Les ressources financières inégalées d'Oxfam et son image publique en font de loin l'organisation la plus puissante de MPH. L'an dernier le revenu annuel d'Oxfam a dépassé les 180 millions de livres sterling - soit 3 fois le montant reçu par son plus proche rival Christian Aid, elle éclipse ainsi très largement des ONG à orientation plus sociale comme WDM (World Development Movement - Mouvement pour un Développement Mondial) et War on Want (Guerre à la Misère), qui pèsent chacune à peine plus d'un million de livres, somme dont elles tirent pourtant le meilleur parti. Une telle disparité de richesse influe inévitablement sur la politique de la coalition, en particulier sur son image publique. Oxfam possède une armée d'attachés de presse, de chercheurs et de responsables de campagne qui peuvent naturellement tirer avantage des possibilités exceptionnelles offertes par les médias dans le cadre de cette campagne.

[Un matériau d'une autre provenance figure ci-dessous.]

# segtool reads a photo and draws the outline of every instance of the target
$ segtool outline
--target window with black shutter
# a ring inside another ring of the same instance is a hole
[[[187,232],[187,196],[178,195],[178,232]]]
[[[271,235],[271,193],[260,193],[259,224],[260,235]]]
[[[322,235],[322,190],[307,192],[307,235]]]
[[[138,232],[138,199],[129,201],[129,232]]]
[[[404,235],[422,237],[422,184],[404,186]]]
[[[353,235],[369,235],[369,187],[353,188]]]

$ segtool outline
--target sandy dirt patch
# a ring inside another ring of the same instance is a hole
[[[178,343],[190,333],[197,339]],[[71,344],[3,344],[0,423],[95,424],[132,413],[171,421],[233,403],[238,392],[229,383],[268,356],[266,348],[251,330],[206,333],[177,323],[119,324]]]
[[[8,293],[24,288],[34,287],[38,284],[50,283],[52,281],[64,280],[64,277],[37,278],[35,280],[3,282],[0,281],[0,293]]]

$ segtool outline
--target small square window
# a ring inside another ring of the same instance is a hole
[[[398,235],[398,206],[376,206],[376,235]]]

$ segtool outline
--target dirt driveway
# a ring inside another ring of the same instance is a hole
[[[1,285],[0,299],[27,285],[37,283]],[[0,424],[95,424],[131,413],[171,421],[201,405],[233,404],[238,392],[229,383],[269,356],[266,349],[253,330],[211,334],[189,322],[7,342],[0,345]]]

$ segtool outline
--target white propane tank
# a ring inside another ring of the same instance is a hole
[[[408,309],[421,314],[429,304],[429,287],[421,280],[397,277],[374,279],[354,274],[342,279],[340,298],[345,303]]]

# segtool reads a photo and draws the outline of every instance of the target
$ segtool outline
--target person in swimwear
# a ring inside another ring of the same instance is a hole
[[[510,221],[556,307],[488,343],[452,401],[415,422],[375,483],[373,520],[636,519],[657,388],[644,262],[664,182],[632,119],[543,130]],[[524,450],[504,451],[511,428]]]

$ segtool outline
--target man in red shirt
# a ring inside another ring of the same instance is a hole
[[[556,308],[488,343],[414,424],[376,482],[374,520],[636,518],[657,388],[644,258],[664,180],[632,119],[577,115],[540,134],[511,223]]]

Cependant, en faisant d'Oxfam le bouc émissaire de la cooptation de MPH par le New Labour, on laisse de côté le rôle clé joué par l'organisation caritative Comic Relief et son celèbre co-fondateur, le réalisateur Richard Curtis. Curtis, l'un des scénaristes de comédies les plus brillants et les plus prolifiques de Grande-Bretagne, est devenu célèbre dans les années 80 grâce à la série télévisée Blackadder (La vipère noire), aux réussites qui l'ont suivie telles que Mister Bean ou Le Vicaire de Dibley, et au gigantesque succès «Quatre mariages et un enterrement». La gloire et la richesse se sont accompagnées pour lui d'une énorme influence politique. En 2001, le quotidien de centre gauche The Guardian l'a classé au dixième rang des personnalités les plus influentes de l'industrie des médias britanniques devant tous les rédacteurs en chef nationaux à l'exception de Paul Dacre du Daily Mail.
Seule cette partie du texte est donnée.